What were Moon’s key messages on domestic economic affairs?
South Korea’s economy is being hit by the COVID-19 pandemic, as is the rest of the world. The government expects the country’s trade-dependent to continue to suffer as international commerce suffers from disruptions to supply chains and lower consumption due to lockdowns. Moon announced that Seoul plans to address this situation in two ways. Firstly, by launching a ‘New Deal’ with spending in infrastructure and new technologies. This is meant to make spending beneficial to the South Korean economy in the long run. Secondly, the Moon government plans to expand the country’s welfare safety net to cover all workers, including the self-employed and non-permanent workers who are currently not covered. This has been a long-term goal of the Democratic Party of Korea. The government is making use of the pandemic to implement it.
In addition, Moon announced that his government wants to make South Korea a “world factory of high-tech industries”. Essentially, Seoul plans to facilitate the onshoring of South Korean industry and to try to attract overseas manufacturers looking for a production base in East Asia.
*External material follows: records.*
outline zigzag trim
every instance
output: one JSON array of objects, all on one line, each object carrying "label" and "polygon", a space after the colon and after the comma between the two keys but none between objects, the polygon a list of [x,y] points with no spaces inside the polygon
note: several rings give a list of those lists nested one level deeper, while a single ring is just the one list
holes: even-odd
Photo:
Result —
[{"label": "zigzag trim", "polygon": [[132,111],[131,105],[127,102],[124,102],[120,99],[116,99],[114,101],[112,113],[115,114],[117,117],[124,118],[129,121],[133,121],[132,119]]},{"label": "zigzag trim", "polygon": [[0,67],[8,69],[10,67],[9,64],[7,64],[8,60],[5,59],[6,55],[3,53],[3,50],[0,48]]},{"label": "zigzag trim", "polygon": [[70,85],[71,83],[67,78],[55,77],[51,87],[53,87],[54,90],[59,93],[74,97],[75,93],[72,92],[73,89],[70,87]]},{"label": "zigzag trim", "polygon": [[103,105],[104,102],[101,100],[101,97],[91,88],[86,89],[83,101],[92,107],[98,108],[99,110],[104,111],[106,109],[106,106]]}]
The thinking is that high-tech industries might be willing to pay the higher salaries that South Korean labour commands in exchange for skilled workers, safe supply chains, and access to East Asian markets. The latter should be facilitated by South Korea’s existing free trade agreements with China, ASEAN and, if the Regional Comprehensive Partnership is signed later this year, Japan as well.
What were Moon’s key messages on foreign affairs?
Moon’s key message on foreign affairs is that he wants South Korea to take a leading role in multilateral cooperation to promote human security. Moon stressed that, in his view, South Korea is seen as an example of how to deal with the COVID-19 pandemic. He wants to take advantage of this perception of South Korea for Seoul to use platforms such as the G20 and ASEAN+3 to lead on human security issues, such as environmental degradation and pandemics. This ties in with South Korea’s long-term goal to be defined by an active role in global affairs and not only through the prism of inter-Korean relations. Successive South Korean presidents have been pushing this agenda.
The address barely touched on North Korea. But Moon did stress that he wants human security to define inter-Korean relations for the time being. Seoul has been calling on Pyongyang to cooperate to deal with the COVID-19 pandemic. The Kim Jong-un regime has not given an official response. But Moon revealed in the Q&A following his address that the two Koreas continue to communicate. And North Korea has requested and is receiving international aid to deal with the pandemic. Seoul therefore sees this as an avenue for cooperation in the short term.